Zulip Chat Archive

Stream: general

Topic: d_array.mmap

Johan Commelin (Apr 14 2020 at 09:31):

This code is (unc)lean. Can someone please tell me how to make it (c)lean?

namespace d_array
universe variables u v w
variables {n : ℕ} {α : fin n → Type u}

lemma push_back_idx {j n} (h₁ : j < n + 1) (h₂ : j ≠ n) : j < n :=
nat.lt_of_le_and_ne (nat.le_of_lt_succ h₁) h₂

def mmap_core {β : fin n → Type v} {m : Type v → Type w} [monad m]
  (a : d_array n α) (f : Π i : fin n, α i → m (β i)) :
  ∀ i (h : i ≤ n), m (d_array i (β ∘ (λ j, ⟨j.1, lt_of_lt_of_le j.2 h⟩)))
| 0 _ := pure d_array.nil
| (i+1) h := do
    bs ← mmap_core i (le_of_lt h),
    b ← f ⟨i, h⟩ (a.read ⟨i, h⟩),
    pure $ { data := λ ⟨j, hj⟩, (if hj' : j = i
    then by { cases hj', exact b }
    else bs.read ⟨j, push_back_idx hj hj'⟩) }

/-- Monadically map a function over the array. -/
def mmap {β : fin n → Type v} {m} [monad m] (a : d_array n α) (f : Π i : fin n, α i → m (β i)) :
  m (d_array n β) :=
have (β ∘ (λ j, ⟨j.1, j.2⟩ : fin n → fin n)) = β, by { funext j, cases j, refl },
by { rw ← this, exact a.mmap_core f _ (le_refl _) }

end d_array

Mario Carneiro (Apr 14 2020 at 09:33):

Hm, mmap_core doesn't look good, it's requilding the whole array on every iteration

Kenny Lau (Apr 14 2020 at 09:33):

can't something transverse solve this?

Kevin Buzzard (Apr 14 2020 at 09:34):

Johan why are you currently interested in stuff like this? Is there some underlying mathematical reason behind it?

Johan Commelin (Apr 14 2020 at 09:35):

No... I'm trying to get rewrite_search into mathlib. This is part of cleaning up the code. And we want the tactic to be fast.

Mario Carneiro (Apr 14 2020 at 09:36):

This looks like a hard function to implement efficiently without type-changing write

Johan Commelin (Apr 14 2020 at 09:36):

I'm maybe not the right person for the job right now... but maybe I can learn to become a reasonably good person for the job :sweat_smile:

Mario Carneiro (Apr 14 2020 at 09:36):

maybe kick it down to C++?

Johan Commelin (Apr 14 2020 at 09:36):

Mario Carneiro said:

maybe kick it down to C++?

Maybe not me?

Mario Carneiro (Apr 14 2020 at 09:38):

Seems like the best case scenario for lean code is you construct a case splitty function by iterating nat.cases_on, and pass it to array.mk

Johan Commelin (Apr 14 2020 at 09:38):

If you want to turn Lean into hello-world spaghetti, then you should ask me to start touching the C++

Kevin Buzzard (Apr 14 2020 at 09:40):

Johan Commelin said:

I'm trying to get rewrite_search into mathlib.

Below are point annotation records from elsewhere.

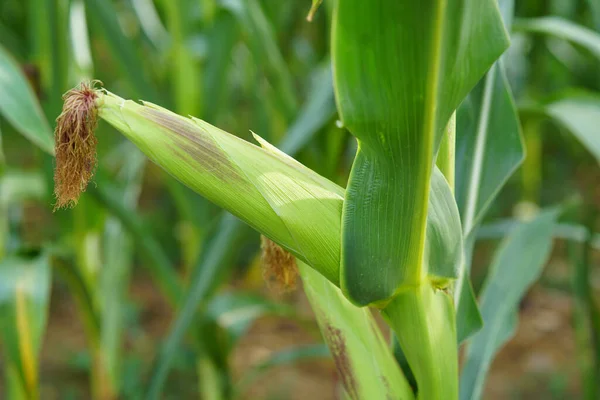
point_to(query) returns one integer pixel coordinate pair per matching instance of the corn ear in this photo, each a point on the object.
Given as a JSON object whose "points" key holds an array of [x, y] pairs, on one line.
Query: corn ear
{"points": [[287, 202]]}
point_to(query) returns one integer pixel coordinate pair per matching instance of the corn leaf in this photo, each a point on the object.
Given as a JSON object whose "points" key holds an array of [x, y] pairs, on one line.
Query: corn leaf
{"points": [[397, 99], [364, 360], [516, 266], [215, 262], [489, 149], [18, 104], [24, 298]]}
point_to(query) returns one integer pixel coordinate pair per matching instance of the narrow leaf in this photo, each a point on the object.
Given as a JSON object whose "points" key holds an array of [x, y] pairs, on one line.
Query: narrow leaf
{"points": [[18, 104], [24, 299], [516, 266]]}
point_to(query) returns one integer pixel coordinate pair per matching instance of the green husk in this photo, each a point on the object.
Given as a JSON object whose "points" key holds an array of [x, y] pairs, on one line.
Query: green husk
{"points": [[287, 202]]}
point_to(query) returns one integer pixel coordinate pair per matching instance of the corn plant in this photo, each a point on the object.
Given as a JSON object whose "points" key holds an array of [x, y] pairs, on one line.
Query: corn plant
{"points": [[392, 239], [424, 93]]}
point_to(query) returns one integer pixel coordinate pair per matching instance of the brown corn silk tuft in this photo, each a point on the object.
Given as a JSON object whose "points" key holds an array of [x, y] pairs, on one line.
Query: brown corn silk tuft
{"points": [[279, 267], [75, 144]]}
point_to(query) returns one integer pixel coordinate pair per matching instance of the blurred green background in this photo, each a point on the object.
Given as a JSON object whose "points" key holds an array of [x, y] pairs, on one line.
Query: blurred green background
{"points": [[146, 288]]}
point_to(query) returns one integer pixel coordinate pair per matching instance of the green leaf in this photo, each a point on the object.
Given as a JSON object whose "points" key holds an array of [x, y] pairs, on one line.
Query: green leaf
{"points": [[397, 99], [18, 104], [489, 149], [444, 244], [563, 29], [24, 299], [579, 113], [364, 360], [517, 264], [489, 146]]}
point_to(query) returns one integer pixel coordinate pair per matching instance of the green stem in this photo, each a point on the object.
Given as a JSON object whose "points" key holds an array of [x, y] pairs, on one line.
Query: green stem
{"points": [[446, 154], [532, 166], [423, 319]]}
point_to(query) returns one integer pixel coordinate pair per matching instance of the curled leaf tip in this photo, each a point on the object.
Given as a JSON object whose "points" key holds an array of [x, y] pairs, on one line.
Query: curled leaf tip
{"points": [[279, 267], [75, 144]]}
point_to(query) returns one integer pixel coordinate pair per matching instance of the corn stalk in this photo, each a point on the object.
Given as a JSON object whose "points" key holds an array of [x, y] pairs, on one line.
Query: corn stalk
{"points": [[391, 240]]}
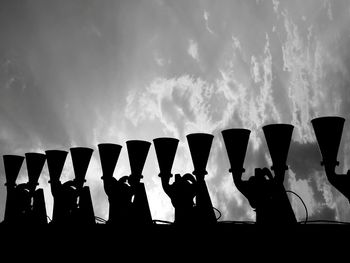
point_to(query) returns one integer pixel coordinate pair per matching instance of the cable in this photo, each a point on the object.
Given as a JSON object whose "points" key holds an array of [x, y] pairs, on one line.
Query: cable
{"points": [[218, 212], [100, 219], [155, 221], [306, 211], [329, 221]]}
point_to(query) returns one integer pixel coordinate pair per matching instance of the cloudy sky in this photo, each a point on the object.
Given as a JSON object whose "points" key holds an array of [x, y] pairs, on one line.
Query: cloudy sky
{"points": [[83, 72]]}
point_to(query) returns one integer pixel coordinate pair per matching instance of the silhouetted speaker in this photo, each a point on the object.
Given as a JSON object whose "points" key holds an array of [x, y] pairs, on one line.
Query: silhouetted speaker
{"points": [[278, 137], [137, 151], [12, 165], [165, 150], [199, 144], [87, 215], [55, 162], [328, 131], [39, 208], [35, 163], [236, 143], [109, 155], [80, 159]]}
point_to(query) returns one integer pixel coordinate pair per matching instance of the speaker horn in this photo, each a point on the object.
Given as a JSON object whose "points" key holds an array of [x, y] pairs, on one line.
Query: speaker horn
{"points": [[236, 143], [109, 155], [199, 144], [328, 131], [12, 165], [165, 150], [35, 163], [137, 151]]}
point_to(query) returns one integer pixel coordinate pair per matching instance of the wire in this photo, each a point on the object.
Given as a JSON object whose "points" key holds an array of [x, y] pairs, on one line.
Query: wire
{"points": [[329, 221], [218, 212], [100, 219], [236, 222], [155, 221], [306, 211]]}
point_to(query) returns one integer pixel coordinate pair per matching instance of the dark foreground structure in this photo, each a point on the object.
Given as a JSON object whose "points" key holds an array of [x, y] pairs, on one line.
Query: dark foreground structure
{"points": [[195, 228]]}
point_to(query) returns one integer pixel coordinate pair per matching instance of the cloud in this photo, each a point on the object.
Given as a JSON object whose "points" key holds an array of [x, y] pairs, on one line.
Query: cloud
{"points": [[193, 49]]}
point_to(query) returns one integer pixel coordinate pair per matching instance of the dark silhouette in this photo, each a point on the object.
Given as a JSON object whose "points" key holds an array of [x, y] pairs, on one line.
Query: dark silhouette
{"points": [[328, 131], [132, 204], [187, 187], [119, 192], [25, 204], [265, 193], [183, 190], [72, 200]]}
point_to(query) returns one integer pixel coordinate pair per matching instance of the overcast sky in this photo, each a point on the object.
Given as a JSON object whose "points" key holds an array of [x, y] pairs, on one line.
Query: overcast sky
{"points": [[83, 72]]}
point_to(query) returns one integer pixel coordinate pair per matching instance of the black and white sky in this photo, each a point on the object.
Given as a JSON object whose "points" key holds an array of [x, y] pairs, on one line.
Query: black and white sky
{"points": [[83, 72]]}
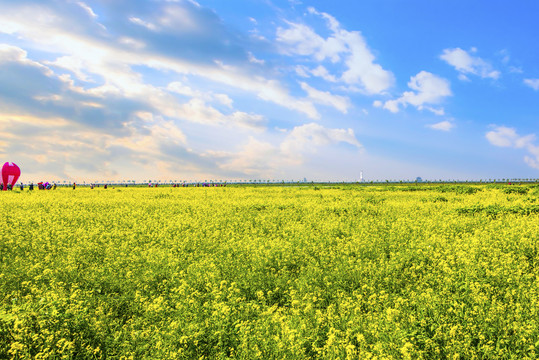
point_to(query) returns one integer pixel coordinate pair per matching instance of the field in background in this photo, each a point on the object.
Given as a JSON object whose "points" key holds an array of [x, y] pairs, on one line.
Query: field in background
{"points": [[310, 272]]}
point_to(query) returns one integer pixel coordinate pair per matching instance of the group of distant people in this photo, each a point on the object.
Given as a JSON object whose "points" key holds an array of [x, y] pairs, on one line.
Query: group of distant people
{"points": [[48, 186]]}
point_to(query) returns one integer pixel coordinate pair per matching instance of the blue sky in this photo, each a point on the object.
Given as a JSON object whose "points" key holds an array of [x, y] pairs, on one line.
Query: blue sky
{"points": [[263, 89]]}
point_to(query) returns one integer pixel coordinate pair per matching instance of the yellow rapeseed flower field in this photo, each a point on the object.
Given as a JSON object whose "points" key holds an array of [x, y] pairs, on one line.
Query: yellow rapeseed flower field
{"points": [[271, 272]]}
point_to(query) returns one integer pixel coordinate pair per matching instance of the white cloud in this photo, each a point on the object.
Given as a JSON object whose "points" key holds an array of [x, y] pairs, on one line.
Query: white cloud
{"points": [[341, 46], [428, 89], [533, 83], [306, 138], [503, 136], [98, 58], [148, 25], [465, 63], [340, 103], [263, 158], [322, 72], [442, 126]]}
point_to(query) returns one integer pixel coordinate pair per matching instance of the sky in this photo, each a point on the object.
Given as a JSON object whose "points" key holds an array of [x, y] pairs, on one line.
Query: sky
{"points": [[269, 89]]}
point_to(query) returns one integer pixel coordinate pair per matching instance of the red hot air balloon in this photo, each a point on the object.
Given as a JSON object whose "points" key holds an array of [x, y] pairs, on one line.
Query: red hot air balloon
{"points": [[10, 174]]}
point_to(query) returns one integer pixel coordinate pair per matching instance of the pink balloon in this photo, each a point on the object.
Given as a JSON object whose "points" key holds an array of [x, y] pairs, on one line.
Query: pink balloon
{"points": [[10, 174]]}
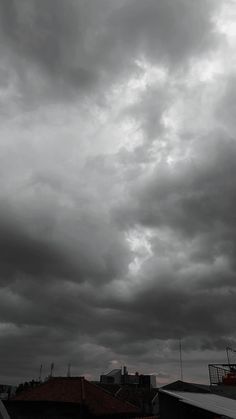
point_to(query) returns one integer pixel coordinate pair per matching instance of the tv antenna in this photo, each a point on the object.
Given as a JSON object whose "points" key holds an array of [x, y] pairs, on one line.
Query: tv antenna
{"points": [[228, 350]]}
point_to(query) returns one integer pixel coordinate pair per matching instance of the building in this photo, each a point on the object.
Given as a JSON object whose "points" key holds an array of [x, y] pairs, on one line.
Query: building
{"points": [[72, 397], [123, 378], [186, 400]]}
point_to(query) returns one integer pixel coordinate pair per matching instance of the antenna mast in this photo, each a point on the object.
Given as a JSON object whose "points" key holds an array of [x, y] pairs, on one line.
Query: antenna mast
{"points": [[180, 360]]}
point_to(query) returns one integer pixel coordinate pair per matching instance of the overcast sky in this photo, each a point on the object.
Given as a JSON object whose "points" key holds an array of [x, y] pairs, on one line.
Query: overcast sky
{"points": [[117, 186]]}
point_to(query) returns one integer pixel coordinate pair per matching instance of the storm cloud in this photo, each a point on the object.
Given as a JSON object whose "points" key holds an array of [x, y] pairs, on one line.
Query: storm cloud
{"points": [[117, 186]]}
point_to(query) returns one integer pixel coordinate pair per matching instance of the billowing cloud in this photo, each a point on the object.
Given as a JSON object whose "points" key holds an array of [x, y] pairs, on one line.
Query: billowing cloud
{"points": [[117, 191]]}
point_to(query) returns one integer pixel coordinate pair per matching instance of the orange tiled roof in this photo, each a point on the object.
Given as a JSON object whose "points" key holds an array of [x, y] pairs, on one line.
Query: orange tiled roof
{"points": [[77, 390]]}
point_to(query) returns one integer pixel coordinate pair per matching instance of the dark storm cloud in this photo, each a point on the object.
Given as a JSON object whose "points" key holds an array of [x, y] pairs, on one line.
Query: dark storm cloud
{"points": [[72, 197], [55, 48]]}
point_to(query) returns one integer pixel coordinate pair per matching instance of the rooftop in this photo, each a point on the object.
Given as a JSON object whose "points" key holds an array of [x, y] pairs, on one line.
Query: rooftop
{"points": [[77, 390]]}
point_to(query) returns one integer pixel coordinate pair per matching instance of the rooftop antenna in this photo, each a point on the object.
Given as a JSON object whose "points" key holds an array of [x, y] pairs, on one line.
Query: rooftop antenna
{"points": [[180, 360], [40, 372], [228, 349], [68, 370], [51, 369]]}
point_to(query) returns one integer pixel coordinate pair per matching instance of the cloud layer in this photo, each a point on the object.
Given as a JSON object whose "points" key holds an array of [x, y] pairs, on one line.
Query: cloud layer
{"points": [[117, 191]]}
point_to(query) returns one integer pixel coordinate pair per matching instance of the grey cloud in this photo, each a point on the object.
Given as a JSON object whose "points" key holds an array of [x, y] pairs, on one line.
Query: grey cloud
{"points": [[74, 47], [69, 200]]}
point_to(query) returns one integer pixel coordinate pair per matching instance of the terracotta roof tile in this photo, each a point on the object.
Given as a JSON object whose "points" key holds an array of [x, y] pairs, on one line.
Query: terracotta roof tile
{"points": [[77, 390]]}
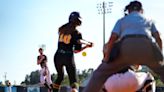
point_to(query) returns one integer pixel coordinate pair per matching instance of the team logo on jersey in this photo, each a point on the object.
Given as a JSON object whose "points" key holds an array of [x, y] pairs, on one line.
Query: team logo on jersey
{"points": [[66, 38]]}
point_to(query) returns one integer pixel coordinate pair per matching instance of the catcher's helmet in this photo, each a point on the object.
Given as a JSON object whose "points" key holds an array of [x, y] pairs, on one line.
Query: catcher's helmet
{"points": [[74, 16], [134, 5]]}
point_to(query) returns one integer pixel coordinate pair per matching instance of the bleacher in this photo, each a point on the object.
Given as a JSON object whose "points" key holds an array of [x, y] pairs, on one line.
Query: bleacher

That's a mathematical reason in some sense.

Johan Commelin (Apr 14 2020 at 09:49):

Mario Carneiro said:

Seems like the best case scenario for lean code is you construct a case splitty function by iterating nat.cases_on, and pass it to array.mk

@Mario Carneiro I'm not sure if I know how to do this in an acceptable way, because I really don't know what is fast/allowed and what is slow/bad code...

Gabriel Ebner (Apr 14 2020 at 09:54):

Mario Carneiro said:

case splitty function by iterating nat.cases_on, and pass it to array.mk

That has quadratic runtime. I see two other options:

Define array.mmap (which is easy because we have array.push_back). Then define d_array.mmap by converting d_array n α to array n (sigma α) and back. (Or just don't bother with d_array.mmap at all.)
Define d_array.push_back (and add two characters to vm_array.cpp for a fast VM implementation). Then defne d_array.mmap using d_array.push_back.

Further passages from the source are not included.